Mein Mann und ich werden zum ersten Mal Großeltern. Noch ist das Enkelkind nicht geboren, aber die Vorfreude ist groß und wir sind auf das neue Leben gespannt. Alles hat seine Zeit, so steht es auch in den ersten Versen von Prediger 3: „Ein jegliches hat seine Zeit, und alles Vorhaben unter dem Himmel hat seine Stunde: Geboren werden hat seine Zeit, sterben hat seine Zeit.“ Das erlebe ich gerade.

In meinem Abschied von meiner Mutter liegen Freude (sie ist von Schmerzen erlöst) und Schmerz. Gleichzeitig. Doch jeder Abschied hat seine ganz eigenen Gefühle, seinen eigenen Ablauf, seine eigenen Tränen.

Jesus, mein Ankerplatz

Das erinnert mich an den Satz in der Bibel: „Gott wird abwischen alle Tränen von ihren Augen, und der Tod wird nicht mehr sein, noch Leid noch Geschrei noch Schmerz wird mehr sein; denn das Erste ist vergangen“ (Offenbarung 21,4). Dieser Friede Gottes durchflutet wohltuend mein Herz.

Und wenn ich nachts nicht schlafen kann, bete ich zu Jesus.  Er hört mich. Immer. Diese Verbindung erdet mich, gibt mir Ruhe.

Dann sitze ich am nächsten Tag wieder am Bett meiner Mutter. Ich tauche wieder ein ins Abschiednehmen und in die Welt der Pflege.

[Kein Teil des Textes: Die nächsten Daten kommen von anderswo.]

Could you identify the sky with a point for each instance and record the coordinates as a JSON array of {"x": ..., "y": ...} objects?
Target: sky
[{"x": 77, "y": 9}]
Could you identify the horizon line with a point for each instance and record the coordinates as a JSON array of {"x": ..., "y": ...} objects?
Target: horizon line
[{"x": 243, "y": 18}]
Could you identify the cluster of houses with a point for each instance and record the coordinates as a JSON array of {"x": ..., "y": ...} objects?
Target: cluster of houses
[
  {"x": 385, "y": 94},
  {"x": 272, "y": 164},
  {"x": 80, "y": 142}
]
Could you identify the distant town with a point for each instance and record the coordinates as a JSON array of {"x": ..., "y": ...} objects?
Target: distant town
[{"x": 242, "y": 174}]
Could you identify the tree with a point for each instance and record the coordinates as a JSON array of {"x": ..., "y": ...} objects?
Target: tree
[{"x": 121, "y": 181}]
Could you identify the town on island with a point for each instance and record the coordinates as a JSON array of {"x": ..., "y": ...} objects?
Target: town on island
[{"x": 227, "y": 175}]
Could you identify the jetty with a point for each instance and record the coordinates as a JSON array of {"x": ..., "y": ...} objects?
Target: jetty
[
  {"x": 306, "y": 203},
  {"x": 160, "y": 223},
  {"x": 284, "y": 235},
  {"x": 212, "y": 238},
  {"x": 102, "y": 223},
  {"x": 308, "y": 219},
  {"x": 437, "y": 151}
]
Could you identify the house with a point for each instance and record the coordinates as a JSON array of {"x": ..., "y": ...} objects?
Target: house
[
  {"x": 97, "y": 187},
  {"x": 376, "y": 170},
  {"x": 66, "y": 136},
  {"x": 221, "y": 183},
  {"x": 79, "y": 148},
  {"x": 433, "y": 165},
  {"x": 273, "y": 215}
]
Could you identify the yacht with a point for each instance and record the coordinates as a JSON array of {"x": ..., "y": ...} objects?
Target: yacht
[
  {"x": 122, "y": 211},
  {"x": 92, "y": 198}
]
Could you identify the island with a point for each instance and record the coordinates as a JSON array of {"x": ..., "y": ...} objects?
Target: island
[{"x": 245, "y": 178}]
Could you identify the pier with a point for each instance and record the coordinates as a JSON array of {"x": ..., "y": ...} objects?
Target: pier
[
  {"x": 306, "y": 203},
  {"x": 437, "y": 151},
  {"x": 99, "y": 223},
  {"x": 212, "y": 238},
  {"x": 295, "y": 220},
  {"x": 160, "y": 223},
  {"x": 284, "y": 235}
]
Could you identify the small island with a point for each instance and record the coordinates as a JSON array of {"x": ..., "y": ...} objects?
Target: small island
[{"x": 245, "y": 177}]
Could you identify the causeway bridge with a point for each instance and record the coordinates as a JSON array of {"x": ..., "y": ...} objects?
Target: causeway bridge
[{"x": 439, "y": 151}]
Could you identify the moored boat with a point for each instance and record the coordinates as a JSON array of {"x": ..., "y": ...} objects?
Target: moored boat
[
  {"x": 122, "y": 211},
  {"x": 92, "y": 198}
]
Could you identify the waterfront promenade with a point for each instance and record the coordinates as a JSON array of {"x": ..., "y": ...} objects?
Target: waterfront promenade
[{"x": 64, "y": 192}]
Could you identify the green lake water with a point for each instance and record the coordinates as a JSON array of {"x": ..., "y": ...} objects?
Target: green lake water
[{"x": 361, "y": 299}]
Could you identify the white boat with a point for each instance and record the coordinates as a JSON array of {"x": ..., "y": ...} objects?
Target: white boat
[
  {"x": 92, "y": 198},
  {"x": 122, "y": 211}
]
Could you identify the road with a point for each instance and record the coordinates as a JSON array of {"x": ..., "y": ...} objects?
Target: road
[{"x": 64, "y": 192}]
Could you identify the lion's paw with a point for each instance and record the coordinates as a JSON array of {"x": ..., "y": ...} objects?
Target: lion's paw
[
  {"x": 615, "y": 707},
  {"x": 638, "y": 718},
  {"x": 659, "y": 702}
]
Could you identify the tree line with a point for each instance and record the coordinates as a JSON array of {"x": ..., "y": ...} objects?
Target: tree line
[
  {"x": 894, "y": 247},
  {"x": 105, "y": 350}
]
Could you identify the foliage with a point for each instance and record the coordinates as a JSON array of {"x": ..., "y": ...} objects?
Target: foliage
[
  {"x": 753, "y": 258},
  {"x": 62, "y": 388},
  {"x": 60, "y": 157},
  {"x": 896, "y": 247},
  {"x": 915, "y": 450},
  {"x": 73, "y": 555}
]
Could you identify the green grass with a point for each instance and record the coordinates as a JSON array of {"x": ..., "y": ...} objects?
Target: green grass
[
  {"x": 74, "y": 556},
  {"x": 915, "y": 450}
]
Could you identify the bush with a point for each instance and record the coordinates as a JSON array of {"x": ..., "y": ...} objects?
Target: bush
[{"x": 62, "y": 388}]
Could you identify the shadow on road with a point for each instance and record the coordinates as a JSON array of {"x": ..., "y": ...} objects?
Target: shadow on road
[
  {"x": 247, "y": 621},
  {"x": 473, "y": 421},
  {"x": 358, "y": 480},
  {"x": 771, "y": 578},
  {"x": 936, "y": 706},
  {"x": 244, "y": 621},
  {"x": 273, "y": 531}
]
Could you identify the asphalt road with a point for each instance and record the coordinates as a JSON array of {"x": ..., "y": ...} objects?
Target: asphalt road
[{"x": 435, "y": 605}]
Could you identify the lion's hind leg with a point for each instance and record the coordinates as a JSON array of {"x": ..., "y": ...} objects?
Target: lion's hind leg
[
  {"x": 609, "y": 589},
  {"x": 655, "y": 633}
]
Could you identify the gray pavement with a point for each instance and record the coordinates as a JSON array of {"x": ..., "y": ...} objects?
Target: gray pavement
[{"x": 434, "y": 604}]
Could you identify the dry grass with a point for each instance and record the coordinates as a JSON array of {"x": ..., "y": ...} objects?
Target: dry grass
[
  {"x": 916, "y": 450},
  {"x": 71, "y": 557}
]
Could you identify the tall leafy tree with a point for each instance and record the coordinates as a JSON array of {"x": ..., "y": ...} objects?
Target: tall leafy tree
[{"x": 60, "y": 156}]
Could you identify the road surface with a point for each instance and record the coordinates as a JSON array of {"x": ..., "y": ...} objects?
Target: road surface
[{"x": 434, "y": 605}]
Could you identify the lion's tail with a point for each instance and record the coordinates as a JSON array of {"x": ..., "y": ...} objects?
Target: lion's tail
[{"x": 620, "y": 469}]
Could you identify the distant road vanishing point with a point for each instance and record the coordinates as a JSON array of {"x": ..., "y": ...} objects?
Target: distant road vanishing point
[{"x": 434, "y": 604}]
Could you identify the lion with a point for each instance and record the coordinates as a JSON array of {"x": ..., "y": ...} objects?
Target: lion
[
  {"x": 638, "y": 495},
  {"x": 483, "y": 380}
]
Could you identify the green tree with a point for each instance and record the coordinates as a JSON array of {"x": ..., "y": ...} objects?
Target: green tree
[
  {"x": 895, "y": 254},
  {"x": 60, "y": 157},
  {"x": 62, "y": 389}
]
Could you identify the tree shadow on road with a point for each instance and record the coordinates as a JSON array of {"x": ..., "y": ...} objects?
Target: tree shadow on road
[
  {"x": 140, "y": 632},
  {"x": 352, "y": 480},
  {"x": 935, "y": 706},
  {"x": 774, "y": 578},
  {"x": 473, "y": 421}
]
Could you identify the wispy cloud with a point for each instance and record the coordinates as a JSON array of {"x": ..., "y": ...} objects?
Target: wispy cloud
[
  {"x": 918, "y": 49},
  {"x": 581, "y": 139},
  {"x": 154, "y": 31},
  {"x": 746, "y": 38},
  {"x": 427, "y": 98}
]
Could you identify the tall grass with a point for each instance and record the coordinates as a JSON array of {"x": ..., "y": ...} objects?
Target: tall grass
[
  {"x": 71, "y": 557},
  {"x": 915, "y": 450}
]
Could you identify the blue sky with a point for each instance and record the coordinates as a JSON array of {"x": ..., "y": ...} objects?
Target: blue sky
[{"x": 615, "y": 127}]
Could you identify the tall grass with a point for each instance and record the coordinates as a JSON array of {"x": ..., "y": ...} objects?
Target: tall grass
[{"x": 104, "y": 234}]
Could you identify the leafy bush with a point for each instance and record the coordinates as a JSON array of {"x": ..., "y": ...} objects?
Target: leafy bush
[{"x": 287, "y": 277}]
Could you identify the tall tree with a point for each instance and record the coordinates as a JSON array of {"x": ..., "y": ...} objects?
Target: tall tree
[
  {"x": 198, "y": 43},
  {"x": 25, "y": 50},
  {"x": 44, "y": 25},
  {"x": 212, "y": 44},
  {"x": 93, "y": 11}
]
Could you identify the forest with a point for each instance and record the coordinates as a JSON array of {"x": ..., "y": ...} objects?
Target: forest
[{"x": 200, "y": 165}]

Was hilft mir in dieser Zeit?

Ich weiß, dass Gott bei mir ist. Seine Worte aus der Bibel trösten meine traurige Seele und geben mir Frieden. Auch die Familie steht mir tatkräftig zur Seite, kauft ein, kocht und vieles mehr. Wir wechseln uns ab mit dem Wachen am Bett unserer Mutter. Das ist gut so und ich bin dankbar, dass ich nicht allein bin.

Und es gibt Menschen in meinem Umfeld, die für uns beten. Sie sind wie eine unsichtbare Kraftquelle. Ihr Gebet ist die Kraft, die mich trägt. Dadurch spüre ich Gottes Liebe und Trost.

Ich durchlebe das Leben mit Freude und Schmerz im Vertrauen auf Gott. Er ist mein roter Lebensfaden in allen Situationen.

Was hilft dir in herausfordernden Situationen? Welche Menschen begleiten dich durch schwere Zeiten? Kennst du eine Person, die dein Gebet, deine praktische Hilfe jetzt gerade braucht?